Newspaper labels Manchester the '0% city'... and the council ain't happy

Manchester City Council has called The Guardian's portrayal of Manchester 'wildly inaccurate', following a series of articles criticising the council's approach to affordable housing.

On Monday 5 March, the paper published an article titled 'Housing crisis: 15,000 new Manchester homes and not a single one 'affordable''. In the article, author Helen Pidd claims that 'none of the 14,667 homes in big developments granted planning permission in the last two years are set to be “affordable”'.

This, she says, puts the council in 'direct contravention of its own rules' on affordable housing - which state that 'any development of 16 or more units or on a site larger than 0.3 hectares should include 20% affordable provision'.

161024 Castlefield Towers 2 4 Chester Road 583F
The Guardian claims that of the 15,000 new homes approved by the council in the last two years, not one is 'affordable'

In a follow-up article, published on Tuesday 6 March, Pidd and co-author Charlie Cocksedge say that the findings are 'no surprise', given the 'city's relaxed attitude towards developers'. 

The article goes on to mention a series of large-scale property developments granted approval by the council. These include the council's own scheme to build 700 properties in partnership with the Abu Dhabi United Group, which will be rented at 'market rates', and the 1,508 apartments under construction by Renaker on Owen Street, which avoid affordable housing requirements by way of a 'viability assessment' (a controversial loophole which allows developers to avoid including affordable housing by demonstrating that doing so would make their schemes financially unviable - in other words, less profitable) 

Really sticking the boot in, The Guardian published a third article on Tuesday, criticising the council's 'wide-open development policy' which results in 'the poor being forced to the edges (of the city)'.

As you'd imagine, the council are smarting.

Manchester Town Hall
The council have rejected the Guardian's findings, calling them 'wildly inaccurate'

In a statement issued on Thursday 8 March, Manchester City Council dismissed the Guardian's claims, rejected the research they were based on, and presented its own 'actual performance figures'.

According to the council, the research* was based on 60 applications considered at the Planning Committee during 2016 and 2017, but 'did not include a further 70 applications dealt with under delegated powers'.

'There are 548 affordable homes under construction and a further 1,711 in the pipeline​'

The council say of the 14,667 homes covered in the 60 applications, 1,458 were for student accommodation, and of the remaining 13,209 homes '600 were demonstrably affordable under the government's definition - equivalent to 4.5% of all homes built'.

They go on to say that if the research had taken into consideration the other 70 applications, it would have found 'an additional 900 homes that can be classified as affordable'.

Owen Street Towers Renaker
A 'viability assessment' deemed affordable housing at Renaker's Owen Street development would 'undermine a significant development'

Deputy Leader of Manchester City Council, Bernard Priest, said: “We have been clear from the outset that The Guardian’s portrayal of Manchester is wildly inaccurate and you just have to walk around the city to see that this is the case.
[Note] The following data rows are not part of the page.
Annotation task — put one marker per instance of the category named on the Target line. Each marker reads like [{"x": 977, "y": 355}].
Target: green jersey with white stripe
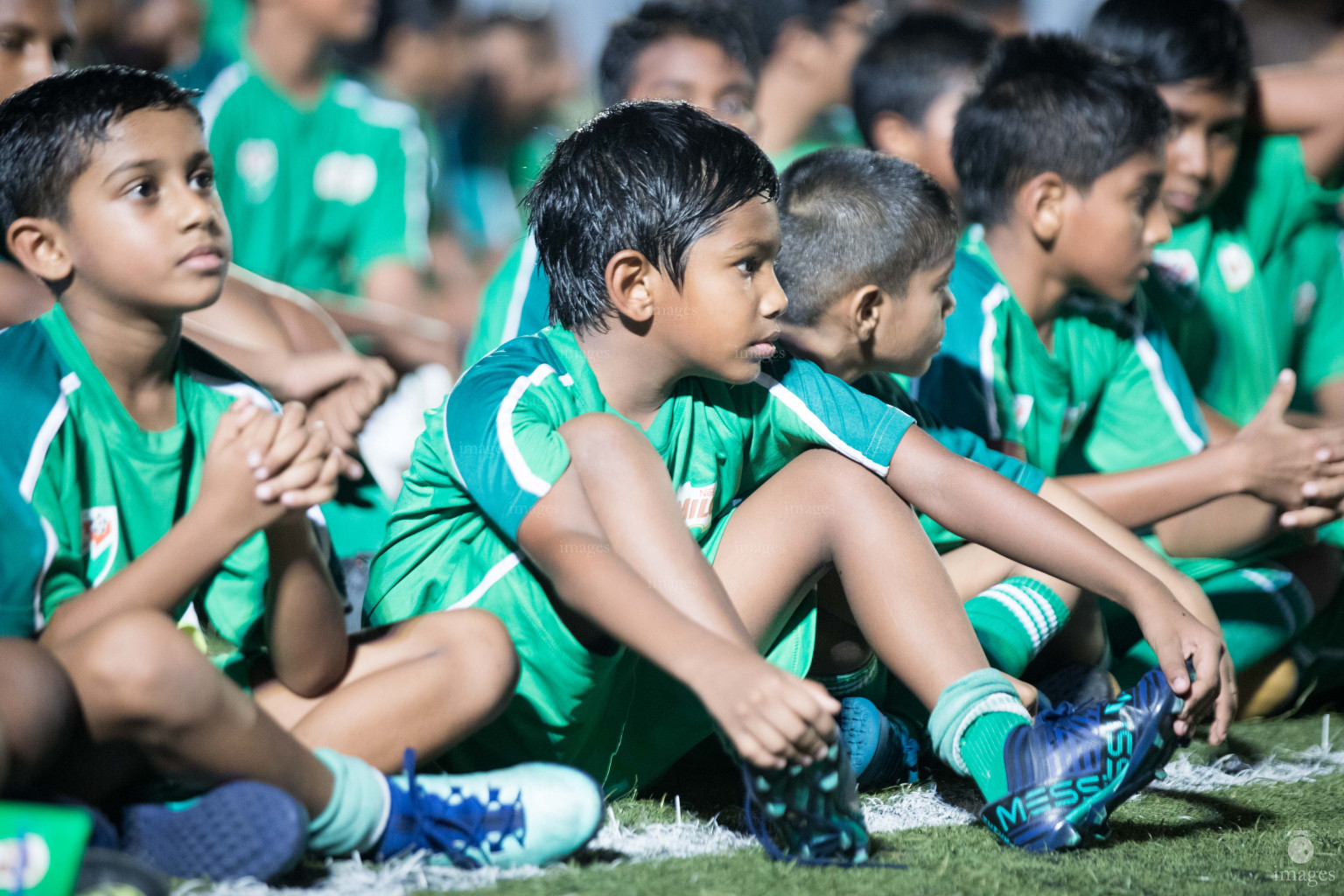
[
  {"x": 494, "y": 449},
  {"x": 515, "y": 303},
  {"x": 318, "y": 195},
  {"x": 1238, "y": 288},
  {"x": 88, "y": 491},
  {"x": 1109, "y": 396}
]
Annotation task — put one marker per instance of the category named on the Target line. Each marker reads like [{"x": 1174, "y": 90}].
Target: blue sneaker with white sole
[
  {"x": 883, "y": 752},
  {"x": 241, "y": 830},
  {"x": 529, "y": 815},
  {"x": 1071, "y": 767}
]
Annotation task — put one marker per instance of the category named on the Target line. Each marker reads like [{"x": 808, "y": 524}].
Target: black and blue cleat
[{"x": 1071, "y": 767}]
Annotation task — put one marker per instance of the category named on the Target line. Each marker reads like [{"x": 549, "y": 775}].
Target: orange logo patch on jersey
[{"x": 696, "y": 504}]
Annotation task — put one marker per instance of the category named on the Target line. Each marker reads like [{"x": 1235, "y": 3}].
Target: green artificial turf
[{"x": 1231, "y": 841}]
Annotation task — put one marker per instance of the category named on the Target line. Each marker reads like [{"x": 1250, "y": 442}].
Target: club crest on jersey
[
  {"x": 101, "y": 539},
  {"x": 696, "y": 504},
  {"x": 1022, "y": 406},
  {"x": 1236, "y": 266},
  {"x": 258, "y": 163},
  {"x": 344, "y": 178},
  {"x": 1176, "y": 270}
]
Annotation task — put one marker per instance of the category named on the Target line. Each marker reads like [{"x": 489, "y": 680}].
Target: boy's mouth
[
  {"x": 203, "y": 258},
  {"x": 764, "y": 348}
]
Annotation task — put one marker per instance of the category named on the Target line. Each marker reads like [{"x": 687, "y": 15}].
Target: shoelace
[{"x": 454, "y": 828}]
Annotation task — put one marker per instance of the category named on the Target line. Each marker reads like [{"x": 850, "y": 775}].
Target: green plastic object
[{"x": 40, "y": 848}]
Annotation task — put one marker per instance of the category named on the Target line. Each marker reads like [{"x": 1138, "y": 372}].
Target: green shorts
[{"x": 617, "y": 718}]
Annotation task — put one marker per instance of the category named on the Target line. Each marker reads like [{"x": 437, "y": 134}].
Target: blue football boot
[
  {"x": 241, "y": 830},
  {"x": 529, "y": 815},
  {"x": 882, "y": 748},
  {"x": 808, "y": 815},
  {"x": 1073, "y": 766}
]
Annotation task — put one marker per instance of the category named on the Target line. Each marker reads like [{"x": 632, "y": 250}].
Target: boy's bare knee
[
  {"x": 138, "y": 665},
  {"x": 38, "y": 705}
]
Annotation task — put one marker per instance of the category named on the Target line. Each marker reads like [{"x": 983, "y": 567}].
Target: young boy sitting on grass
[
  {"x": 865, "y": 256},
  {"x": 634, "y": 492},
  {"x": 912, "y": 80},
  {"x": 1043, "y": 355},
  {"x": 153, "y": 481},
  {"x": 1250, "y": 281},
  {"x": 696, "y": 52}
]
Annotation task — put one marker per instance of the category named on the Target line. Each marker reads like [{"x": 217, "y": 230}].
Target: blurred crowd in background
[{"x": 498, "y": 82}]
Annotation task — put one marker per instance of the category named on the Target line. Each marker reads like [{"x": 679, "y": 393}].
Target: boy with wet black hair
[
  {"x": 150, "y": 482},
  {"x": 634, "y": 492},
  {"x": 1060, "y": 158},
  {"x": 1250, "y": 283},
  {"x": 910, "y": 83},
  {"x": 691, "y": 52},
  {"x": 867, "y": 253}
]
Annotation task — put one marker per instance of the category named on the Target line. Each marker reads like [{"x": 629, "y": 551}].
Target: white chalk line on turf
[{"x": 920, "y": 806}]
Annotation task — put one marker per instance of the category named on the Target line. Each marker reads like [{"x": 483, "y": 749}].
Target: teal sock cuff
[
  {"x": 356, "y": 815},
  {"x": 962, "y": 703},
  {"x": 869, "y": 680}
]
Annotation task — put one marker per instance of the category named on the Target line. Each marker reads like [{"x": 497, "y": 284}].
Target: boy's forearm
[
  {"x": 1226, "y": 527},
  {"x": 1148, "y": 494},
  {"x": 988, "y": 509},
  {"x": 159, "y": 579},
  {"x": 596, "y": 584},
  {"x": 1186, "y": 592},
  {"x": 306, "y": 626}
]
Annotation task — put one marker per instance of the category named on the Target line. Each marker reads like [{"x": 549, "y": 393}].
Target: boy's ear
[
  {"x": 1042, "y": 203},
  {"x": 37, "y": 243},
  {"x": 631, "y": 280},
  {"x": 865, "y": 306},
  {"x": 892, "y": 135}
]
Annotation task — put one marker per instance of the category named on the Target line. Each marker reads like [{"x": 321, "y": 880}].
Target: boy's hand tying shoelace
[{"x": 772, "y": 718}]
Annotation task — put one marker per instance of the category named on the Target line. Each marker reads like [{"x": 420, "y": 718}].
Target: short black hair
[
  {"x": 913, "y": 62},
  {"x": 659, "y": 20},
  {"x": 49, "y": 130},
  {"x": 854, "y": 216},
  {"x": 1175, "y": 42},
  {"x": 769, "y": 17},
  {"x": 654, "y": 176},
  {"x": 1048, "y": 102}
]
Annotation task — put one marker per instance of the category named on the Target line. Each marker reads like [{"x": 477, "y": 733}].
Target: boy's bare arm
[
  {"x": 1269, "y": 462},
  {"x": 988, "y": 509},
  {"x": 770, "y": 717},
  {"x": 1184, "y": 589},
  {"x": 226, "y": 512},
  {"x": 1308, "y": 101}
]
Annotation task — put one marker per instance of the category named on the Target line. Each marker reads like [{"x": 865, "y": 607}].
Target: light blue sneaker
[
  {"x": 883, "y": 751},
  {"x": 529, "y": 815}
]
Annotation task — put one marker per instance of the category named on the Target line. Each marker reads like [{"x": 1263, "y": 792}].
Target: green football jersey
[
  {"x": 515, "y": 301},
  {"x": 956, "y": 439},
  {"x": 1236, "y": 289},
  {"x": 318, "y": 195},
  {"x": 88, "y": 491},
  {"x": 1110, "y": 396},
  {"x": 494, "y": 449}
]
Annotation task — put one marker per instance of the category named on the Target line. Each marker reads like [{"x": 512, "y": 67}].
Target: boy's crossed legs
[
  {"x": 824, "y": 512},
  {"x": 153, "y": 703}
]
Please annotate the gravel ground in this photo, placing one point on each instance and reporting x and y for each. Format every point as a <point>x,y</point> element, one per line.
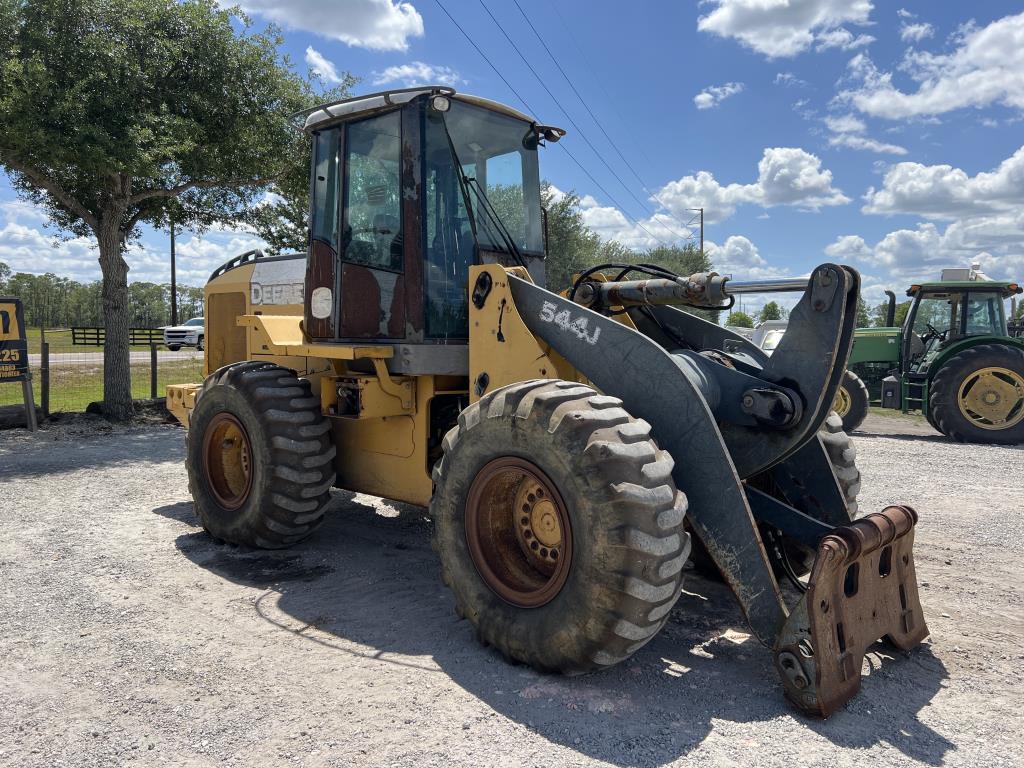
<point>129,637</point>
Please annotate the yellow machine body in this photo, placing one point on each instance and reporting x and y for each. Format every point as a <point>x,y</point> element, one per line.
<point>383,448</point>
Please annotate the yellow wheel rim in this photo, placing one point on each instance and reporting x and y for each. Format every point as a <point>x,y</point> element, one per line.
<point>842,402</point>
<point>992,398</point>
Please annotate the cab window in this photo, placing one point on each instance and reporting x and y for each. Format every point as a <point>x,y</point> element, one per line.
<point>325,212</point>
<point>983,314</point>
<point>373,193</point>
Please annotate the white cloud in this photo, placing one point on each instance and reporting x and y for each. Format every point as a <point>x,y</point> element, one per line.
<point>322,66</point>
<point>788,79</point>
<point>713,95</point>
<point>945,193</point>
<point>848,130</point>
<point>784,28</point>
<point>378,25</point>
<point>785,176</point>
<point>906,255</point>
<point>27,247</point>
<point>983,70</point>
<point>843,39</point>
<point>914,33</point>
<point>417,73</point>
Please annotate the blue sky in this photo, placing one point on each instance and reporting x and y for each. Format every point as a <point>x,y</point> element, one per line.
<point>885,135</point>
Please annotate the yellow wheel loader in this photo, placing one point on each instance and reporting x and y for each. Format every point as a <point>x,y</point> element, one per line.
<point>566,444</point>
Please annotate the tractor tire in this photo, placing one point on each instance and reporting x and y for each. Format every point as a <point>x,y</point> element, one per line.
<point>852,401</point>
<point>843,456</point>
<point>558,526</point>
<point>259,456</point>
<point>978,395</point>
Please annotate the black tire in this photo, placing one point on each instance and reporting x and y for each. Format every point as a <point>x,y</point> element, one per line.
<point>843,456</point>
<point>944,392</point>
<point>624,511</point>
<point>856,392</point>
<point>291,456</point>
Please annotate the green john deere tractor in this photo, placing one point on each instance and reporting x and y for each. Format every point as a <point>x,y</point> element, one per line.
<point>952,359</point>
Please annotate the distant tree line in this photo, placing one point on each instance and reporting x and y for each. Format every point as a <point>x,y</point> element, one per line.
<point>52,301</point>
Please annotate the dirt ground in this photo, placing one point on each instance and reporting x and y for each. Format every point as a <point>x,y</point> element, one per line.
<point>129,637</point>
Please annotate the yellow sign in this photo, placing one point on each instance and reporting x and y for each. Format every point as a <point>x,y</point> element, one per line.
<point>13,347</point>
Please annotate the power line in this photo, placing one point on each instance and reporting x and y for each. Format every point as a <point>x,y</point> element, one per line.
<point>572,122</point>
<point>534,112</point>
<point>590,112</point>
<point>600,85</point>
<point>583,101</point>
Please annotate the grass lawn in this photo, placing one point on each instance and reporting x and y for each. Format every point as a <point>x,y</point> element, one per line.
<point>59,341</point>
<point>74,387</point>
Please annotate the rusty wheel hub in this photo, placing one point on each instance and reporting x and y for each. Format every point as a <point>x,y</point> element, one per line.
<point>518,531</point>
<point>992,398</point>
<point>227,460</point>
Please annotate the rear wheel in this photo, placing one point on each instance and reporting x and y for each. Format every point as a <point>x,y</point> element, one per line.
<point>259,456</point>
<point>851,401</point>
<point>558,526</point>
<point>978,395</point>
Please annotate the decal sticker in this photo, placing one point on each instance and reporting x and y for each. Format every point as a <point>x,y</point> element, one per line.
<point>562,318</point>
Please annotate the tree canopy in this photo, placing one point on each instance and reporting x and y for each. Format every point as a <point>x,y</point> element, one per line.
<point>110,110</point>
<point>771,310</point>
<point>739,320</point>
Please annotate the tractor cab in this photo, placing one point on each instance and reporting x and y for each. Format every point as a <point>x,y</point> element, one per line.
<point>944,313</point>
<point>410,188</point>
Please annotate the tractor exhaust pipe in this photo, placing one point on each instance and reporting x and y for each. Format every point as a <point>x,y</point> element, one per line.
<point>891,311</point>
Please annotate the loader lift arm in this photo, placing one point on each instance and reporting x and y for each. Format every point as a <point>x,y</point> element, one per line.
<point>725,423</point>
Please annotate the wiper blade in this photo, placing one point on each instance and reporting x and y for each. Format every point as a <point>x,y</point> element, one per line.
<point>495,219</point>
<point>491,216</point>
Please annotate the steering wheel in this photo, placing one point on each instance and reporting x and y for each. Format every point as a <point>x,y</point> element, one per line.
<point>933,333</point>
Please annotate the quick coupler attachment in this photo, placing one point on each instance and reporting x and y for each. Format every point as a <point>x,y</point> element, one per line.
<point>862,588</point>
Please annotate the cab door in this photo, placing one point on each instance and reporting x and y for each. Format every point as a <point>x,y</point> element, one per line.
<point>372,281</point>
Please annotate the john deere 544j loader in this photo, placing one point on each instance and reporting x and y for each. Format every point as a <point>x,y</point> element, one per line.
<point>557,439</point>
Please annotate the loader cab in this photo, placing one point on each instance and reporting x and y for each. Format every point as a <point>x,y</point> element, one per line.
<point>945,312</point>
<point>409,189</point>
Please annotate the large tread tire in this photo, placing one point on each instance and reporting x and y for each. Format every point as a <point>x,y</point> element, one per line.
<point>292,456</point>
<point>856,390</point>
<point>943,393</point>
<point>843,456</point>
<point>625,514</point>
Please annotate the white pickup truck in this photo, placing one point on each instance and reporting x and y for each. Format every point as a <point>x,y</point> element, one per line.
<point>192,334</point>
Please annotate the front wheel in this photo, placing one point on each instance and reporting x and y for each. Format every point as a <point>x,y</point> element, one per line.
<point>978,395</point>
<point>851,401</point>
<point>558,526</point>
<point>259,456</point>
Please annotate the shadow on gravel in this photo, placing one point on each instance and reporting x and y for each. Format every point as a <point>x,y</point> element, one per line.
<point>367,585</point>
<point>46,455</point>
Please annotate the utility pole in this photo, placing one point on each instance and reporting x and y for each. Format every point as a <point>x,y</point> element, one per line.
<point>174,282</point>
<point>701,231</point>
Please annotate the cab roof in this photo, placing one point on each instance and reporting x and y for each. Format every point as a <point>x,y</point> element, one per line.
<point>975,286</point>
<point>324,115</point>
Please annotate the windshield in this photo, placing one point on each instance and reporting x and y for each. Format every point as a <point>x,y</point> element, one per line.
<point>771,340</point>
<point>499,158</point>
<point>496,167</point>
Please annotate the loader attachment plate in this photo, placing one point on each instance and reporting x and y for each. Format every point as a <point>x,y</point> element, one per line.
<point>862,588</point>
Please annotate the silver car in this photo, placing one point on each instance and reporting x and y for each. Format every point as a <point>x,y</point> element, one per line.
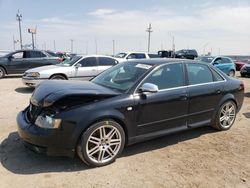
<point>79,68</point>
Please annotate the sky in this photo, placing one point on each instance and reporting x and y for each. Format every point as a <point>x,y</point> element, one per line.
<point>220,27</point>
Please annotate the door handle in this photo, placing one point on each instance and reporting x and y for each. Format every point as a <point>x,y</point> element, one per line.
<point>218,91</point>
<point>184,97</point>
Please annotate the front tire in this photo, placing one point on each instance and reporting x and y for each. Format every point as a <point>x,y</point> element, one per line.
<point>225,116</point>
<point>57,77</point>
<point>231,73</point>
<point>101,143</point>
<point>2,72</point>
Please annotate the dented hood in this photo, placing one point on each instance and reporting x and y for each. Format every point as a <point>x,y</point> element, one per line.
<point>49,92</point>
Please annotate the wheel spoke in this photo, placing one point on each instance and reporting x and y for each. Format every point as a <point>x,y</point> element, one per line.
<point>110,152</point>
<point>114,142</point>
<point>222,118</point>
<point>94,140</point>
<point>111,133</point>
<point>102,132</point>
<point>94,150</point>
<point>101,155</point>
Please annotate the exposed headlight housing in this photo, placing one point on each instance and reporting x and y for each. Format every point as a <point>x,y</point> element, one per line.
<point>48,122</point>
<point>32,74</point>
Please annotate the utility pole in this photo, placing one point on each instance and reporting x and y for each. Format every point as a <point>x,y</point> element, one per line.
<point>33,32</point>
<point>54,45</point>
<point>95,46</point>
<point>113,47</point>
<point>14,43</point>
<point>173,42</point>
<point>149,30</point>
<point>19,19</point>
<point>87,47</point>
<point>72,41</point>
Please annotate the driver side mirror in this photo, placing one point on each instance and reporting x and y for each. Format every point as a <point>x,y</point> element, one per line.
<point>78,65</point>
<point>148,87</point>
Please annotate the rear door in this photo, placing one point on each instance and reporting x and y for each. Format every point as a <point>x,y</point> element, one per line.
<point>17,63</point>
<point>36,59</point>
<point>205,91</point>
<point>105,63</point>
<point>167,108</point>
<point>88,68</point>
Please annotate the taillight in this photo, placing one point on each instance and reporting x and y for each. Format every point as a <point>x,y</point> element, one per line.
<point>59,59</point>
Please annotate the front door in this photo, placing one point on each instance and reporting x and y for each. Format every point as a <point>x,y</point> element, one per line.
<point>167,108</point>
<point>17,63</point>
<point>205,92</point>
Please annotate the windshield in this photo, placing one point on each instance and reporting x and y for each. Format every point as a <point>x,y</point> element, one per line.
<point>122,76</point>
<point>205,59</point>
<point>70,62</point>
<point>120,55</point>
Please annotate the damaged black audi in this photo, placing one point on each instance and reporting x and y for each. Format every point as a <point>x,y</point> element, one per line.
<point>128,103</point>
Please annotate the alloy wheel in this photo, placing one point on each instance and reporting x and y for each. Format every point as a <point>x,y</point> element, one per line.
<point>103,144</point>
<point>227,115</point>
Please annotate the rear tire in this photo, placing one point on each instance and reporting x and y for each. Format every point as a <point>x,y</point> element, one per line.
<point>225,117</point>
<point>101,143</point>
<point>57,77</point>
<point>2,72</point>
<point>232,73</point>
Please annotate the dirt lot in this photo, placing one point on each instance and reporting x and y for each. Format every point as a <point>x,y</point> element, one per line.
<point>197,158</point>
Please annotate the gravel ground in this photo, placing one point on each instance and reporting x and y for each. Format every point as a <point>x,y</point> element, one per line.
<point>197,158</point>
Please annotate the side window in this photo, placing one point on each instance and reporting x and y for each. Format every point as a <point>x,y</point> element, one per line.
<point>88,62</point>
<point>17,55</point>
<point>218,61</point>
<point>140,56</point>
<point>105,61</point>
<point>136,56</point>
<point>198,74</point>
<point>225,60</point>
<point>168,76</point>
<point>217,77</point>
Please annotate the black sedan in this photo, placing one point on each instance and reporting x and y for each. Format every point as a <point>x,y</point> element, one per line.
<point>128,103</point>
<point>19,61</point>
<point>245,70</point>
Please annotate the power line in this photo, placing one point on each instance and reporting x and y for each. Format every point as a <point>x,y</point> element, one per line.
<point>149,30</point>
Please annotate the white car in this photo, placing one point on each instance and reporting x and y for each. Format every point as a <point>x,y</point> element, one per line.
<point>124,56</point>
<point>79,68</point>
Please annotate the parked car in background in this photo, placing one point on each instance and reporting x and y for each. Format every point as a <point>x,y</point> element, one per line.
<point>3,52</point>
<point>245,70</point>
<point>225,64</point>
<point>239,63</point>
<point>123,56</point>
<point>78,67</point>
<point>128,103</point>
<point>19,61</point>
<point>186,54</point>
<point>167,54</point>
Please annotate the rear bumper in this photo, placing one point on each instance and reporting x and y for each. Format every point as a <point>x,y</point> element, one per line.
<point>48,141</point>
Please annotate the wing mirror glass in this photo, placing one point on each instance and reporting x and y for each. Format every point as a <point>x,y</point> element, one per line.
<point>148,87</point>
<point>78,65</point>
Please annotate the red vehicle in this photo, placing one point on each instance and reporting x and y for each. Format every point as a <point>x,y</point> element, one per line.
<point>239,63</point>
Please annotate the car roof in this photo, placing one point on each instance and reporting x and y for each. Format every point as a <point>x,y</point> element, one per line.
<point>159,61</point>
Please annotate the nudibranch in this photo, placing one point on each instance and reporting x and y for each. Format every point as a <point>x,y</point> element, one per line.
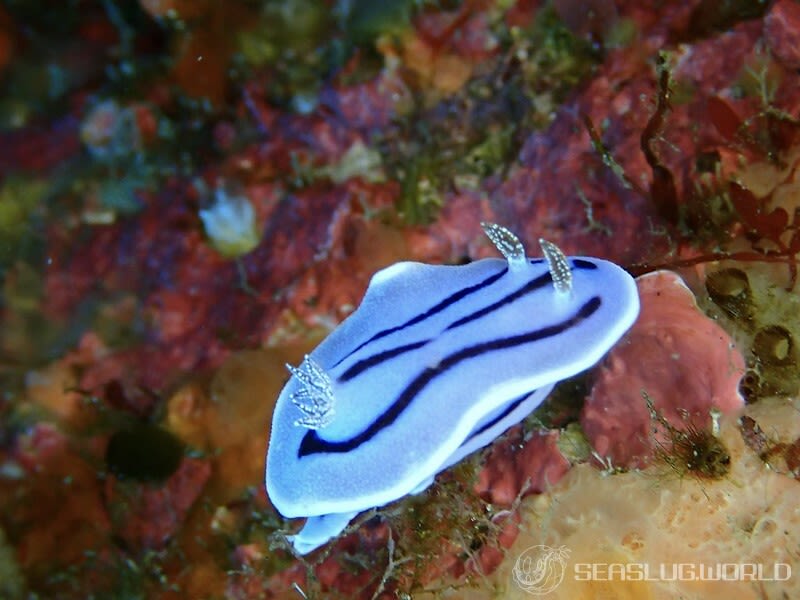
<point>435,363</point>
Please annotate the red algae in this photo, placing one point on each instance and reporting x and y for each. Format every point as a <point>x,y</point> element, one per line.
<point>685,363</point>
<point>470,112</point>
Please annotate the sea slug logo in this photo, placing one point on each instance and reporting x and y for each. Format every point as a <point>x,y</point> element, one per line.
<point>540,569</point>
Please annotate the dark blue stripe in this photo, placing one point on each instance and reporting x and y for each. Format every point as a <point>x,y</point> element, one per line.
<point>437,308</point>
<point>313,444</point>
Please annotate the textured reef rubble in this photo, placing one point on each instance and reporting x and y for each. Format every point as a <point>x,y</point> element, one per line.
<point>657,136</point>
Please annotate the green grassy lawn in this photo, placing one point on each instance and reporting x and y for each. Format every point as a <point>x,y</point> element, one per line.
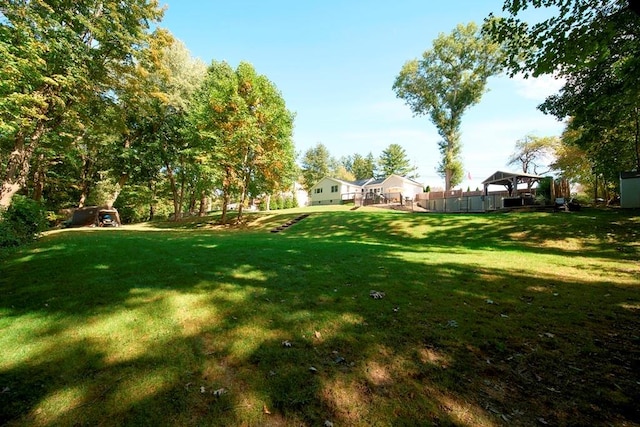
<point>497,319</point>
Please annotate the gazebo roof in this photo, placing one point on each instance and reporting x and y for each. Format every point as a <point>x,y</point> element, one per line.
<point>506,178</point>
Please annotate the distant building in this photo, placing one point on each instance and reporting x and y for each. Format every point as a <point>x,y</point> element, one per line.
<point>394,188</point>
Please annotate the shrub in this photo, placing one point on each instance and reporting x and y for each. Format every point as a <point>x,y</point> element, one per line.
<point>22,221</point>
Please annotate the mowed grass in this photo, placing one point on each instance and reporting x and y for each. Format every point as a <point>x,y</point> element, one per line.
<point>496,319</point>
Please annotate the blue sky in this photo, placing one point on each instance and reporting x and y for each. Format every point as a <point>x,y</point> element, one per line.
<point>335,62</point>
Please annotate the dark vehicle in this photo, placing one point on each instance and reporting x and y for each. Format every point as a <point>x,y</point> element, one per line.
<point>94,216</point>
<point>571,205</point>
<point>107,218</point>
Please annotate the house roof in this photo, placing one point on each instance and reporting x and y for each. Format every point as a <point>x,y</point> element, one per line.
<point>506,178</point>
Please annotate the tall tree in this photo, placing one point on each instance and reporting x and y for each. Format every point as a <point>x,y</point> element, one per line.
<point>316,164</point>
<point>446,81</point>
<point>533,152</point>
<point>594,46</point>
<point>244,128</point>
<point>394,160</point>
<point>54,57</point>
<point>153,101</point>
<point>361,167</point>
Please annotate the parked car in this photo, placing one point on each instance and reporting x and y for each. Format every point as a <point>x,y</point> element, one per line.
<point>570,205</point>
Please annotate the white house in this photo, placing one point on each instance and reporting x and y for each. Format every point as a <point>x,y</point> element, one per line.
<point>332,191</point>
“We know that affordable housing is a key issue for our residents and we are working quickly to make sure Manchester people have a quality home that they can afford.”

According to a new council report, there are 548 affordable homes already in construction in Manchester with a further 1,711 in the pipeline.

Confidential has contacted The Guardian for further comment.

*A previous version of this article wrongly attributed the research findings to Dr Jonathan Silver from the University of Sheffield. This is factually inaccurate. Dr Silver did not undertake any research for The Guardian but undertook his own study. You can read his rebuttal here. The council later issued a retraction, absolving Dr Silver.